Coinciding with the HUAC investigations, the government also increased its scrutiny of the movie industry’s aggressive business practices. By the mid-1940s, the Justice Department demanded that the five major film companies—Paramount, Warner Brothers, Twentieth Century Fox, MGM, and RKO—end vertical integration, which involved the simultaneous control over production, distribution, and exhibition. In 1948, after a series of court appeals, the Supreme Court ruled against the film industry in what is commonly known as the Paramount decision, forcing the studios to gradually divest themselves of their theaters.
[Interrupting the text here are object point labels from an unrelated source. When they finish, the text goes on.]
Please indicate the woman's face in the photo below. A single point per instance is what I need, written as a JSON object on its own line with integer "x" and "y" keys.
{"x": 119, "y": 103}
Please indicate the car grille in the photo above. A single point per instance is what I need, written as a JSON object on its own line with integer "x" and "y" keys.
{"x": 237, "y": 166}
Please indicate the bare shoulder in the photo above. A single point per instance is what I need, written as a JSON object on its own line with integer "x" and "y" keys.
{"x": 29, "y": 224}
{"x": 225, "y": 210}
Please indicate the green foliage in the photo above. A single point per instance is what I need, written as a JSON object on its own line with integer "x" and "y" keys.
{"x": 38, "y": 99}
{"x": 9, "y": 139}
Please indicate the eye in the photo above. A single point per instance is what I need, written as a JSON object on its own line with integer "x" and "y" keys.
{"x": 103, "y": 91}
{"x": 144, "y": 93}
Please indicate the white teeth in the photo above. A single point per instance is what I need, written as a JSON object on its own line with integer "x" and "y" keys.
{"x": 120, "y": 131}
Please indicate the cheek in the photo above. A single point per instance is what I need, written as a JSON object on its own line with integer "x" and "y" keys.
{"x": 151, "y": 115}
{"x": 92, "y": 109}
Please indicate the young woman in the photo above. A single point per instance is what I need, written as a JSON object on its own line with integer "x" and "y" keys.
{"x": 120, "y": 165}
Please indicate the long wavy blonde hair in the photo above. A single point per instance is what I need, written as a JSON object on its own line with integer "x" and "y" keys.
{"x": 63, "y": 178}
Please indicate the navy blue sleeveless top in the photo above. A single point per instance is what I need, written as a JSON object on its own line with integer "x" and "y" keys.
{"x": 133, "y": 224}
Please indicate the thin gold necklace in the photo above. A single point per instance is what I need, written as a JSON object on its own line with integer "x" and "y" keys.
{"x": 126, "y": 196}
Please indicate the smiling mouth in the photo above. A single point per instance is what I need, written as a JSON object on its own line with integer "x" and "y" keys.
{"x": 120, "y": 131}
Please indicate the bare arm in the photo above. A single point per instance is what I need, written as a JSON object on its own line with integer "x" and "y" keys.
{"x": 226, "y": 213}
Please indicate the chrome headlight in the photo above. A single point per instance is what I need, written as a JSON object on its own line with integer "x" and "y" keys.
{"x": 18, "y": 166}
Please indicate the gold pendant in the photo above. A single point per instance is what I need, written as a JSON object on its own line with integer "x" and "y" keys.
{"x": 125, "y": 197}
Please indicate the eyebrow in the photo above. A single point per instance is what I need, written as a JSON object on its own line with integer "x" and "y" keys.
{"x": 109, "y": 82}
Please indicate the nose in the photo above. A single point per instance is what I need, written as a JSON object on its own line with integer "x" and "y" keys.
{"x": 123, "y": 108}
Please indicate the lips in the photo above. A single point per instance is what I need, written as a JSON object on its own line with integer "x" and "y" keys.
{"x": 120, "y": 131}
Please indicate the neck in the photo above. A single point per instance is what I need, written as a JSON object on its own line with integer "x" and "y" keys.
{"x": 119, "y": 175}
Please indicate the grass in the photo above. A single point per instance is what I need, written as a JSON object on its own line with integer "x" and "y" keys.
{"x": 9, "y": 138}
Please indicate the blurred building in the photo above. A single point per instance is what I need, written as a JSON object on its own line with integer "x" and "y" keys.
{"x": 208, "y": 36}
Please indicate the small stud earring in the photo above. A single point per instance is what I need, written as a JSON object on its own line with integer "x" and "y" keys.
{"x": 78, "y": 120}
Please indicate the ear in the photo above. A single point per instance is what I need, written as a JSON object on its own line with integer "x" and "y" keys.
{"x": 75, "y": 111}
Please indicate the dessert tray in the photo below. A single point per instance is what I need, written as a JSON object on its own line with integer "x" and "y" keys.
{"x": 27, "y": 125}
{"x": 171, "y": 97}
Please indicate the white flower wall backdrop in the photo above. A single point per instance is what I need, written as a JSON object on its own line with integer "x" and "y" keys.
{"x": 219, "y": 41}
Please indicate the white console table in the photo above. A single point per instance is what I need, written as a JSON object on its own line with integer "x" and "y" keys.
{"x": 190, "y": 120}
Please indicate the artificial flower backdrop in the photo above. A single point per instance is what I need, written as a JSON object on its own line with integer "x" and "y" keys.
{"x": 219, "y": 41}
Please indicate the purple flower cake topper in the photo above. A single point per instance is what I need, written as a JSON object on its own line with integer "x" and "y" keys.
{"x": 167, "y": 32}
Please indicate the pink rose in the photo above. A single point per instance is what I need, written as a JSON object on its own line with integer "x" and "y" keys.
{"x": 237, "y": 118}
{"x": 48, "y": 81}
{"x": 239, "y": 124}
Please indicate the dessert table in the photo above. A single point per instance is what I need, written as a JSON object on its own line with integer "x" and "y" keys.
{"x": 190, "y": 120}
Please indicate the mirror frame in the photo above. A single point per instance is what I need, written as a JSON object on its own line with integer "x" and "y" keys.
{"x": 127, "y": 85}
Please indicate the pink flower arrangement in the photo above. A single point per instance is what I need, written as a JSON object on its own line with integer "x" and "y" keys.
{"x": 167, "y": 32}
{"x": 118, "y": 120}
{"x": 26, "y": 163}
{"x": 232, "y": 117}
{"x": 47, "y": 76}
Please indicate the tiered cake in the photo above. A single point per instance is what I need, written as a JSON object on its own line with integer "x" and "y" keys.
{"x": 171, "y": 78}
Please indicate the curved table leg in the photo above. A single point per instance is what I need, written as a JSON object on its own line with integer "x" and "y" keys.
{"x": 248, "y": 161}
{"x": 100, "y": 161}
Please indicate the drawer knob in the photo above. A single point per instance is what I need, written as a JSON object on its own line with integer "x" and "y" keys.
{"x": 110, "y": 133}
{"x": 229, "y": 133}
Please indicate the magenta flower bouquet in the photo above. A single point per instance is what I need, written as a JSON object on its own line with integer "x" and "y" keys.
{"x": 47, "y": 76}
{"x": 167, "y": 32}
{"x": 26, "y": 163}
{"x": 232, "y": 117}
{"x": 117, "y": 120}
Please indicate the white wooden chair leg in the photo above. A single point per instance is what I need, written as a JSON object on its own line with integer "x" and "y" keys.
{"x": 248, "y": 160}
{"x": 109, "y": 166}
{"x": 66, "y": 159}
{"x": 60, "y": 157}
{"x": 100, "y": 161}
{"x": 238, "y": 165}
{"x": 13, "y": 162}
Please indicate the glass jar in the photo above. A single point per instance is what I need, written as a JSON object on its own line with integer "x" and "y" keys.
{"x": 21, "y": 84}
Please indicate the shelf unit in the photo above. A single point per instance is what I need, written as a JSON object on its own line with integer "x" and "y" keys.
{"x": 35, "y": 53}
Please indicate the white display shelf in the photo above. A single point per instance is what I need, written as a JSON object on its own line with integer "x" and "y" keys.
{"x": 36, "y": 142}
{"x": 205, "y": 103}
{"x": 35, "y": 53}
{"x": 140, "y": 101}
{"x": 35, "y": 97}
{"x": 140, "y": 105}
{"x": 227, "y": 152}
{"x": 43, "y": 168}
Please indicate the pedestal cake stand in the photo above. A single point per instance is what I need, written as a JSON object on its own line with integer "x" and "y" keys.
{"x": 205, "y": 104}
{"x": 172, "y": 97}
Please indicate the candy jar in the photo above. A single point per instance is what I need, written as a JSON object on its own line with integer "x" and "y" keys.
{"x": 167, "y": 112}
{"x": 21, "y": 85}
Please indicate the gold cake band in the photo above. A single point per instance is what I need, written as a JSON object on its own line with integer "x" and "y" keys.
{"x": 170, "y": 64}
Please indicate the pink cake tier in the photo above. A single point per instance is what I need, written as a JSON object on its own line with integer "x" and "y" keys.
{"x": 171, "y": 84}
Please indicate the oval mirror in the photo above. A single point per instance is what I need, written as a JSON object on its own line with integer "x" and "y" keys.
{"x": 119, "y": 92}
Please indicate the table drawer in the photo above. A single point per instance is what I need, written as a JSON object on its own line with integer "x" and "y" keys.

Although the government had hoped to increase competition, the Paramount case never really changed the oligopoly structure of the Hollywood film industry because it failed to challenge the industry’s control over distribution. However, the 1948 decision did create opportunities in the exhibition part of the industry for those outside of Hollywood. In addition to art houses showing documentaries or foreign films, thousands of drive-in theaters sprang up in farmers’ fields, welcoming new suburbanites who embraced the automobile. Although drive-ins had been around since the 1930s, by the end of the 1950s more than four thousand existed. The Paramount decision encouraged new indoor theater openings as well, but the major studios continued to dominate distribution. By producing the most polished and popular films, they still influenced consumer demand and orchestrated where the movies would play.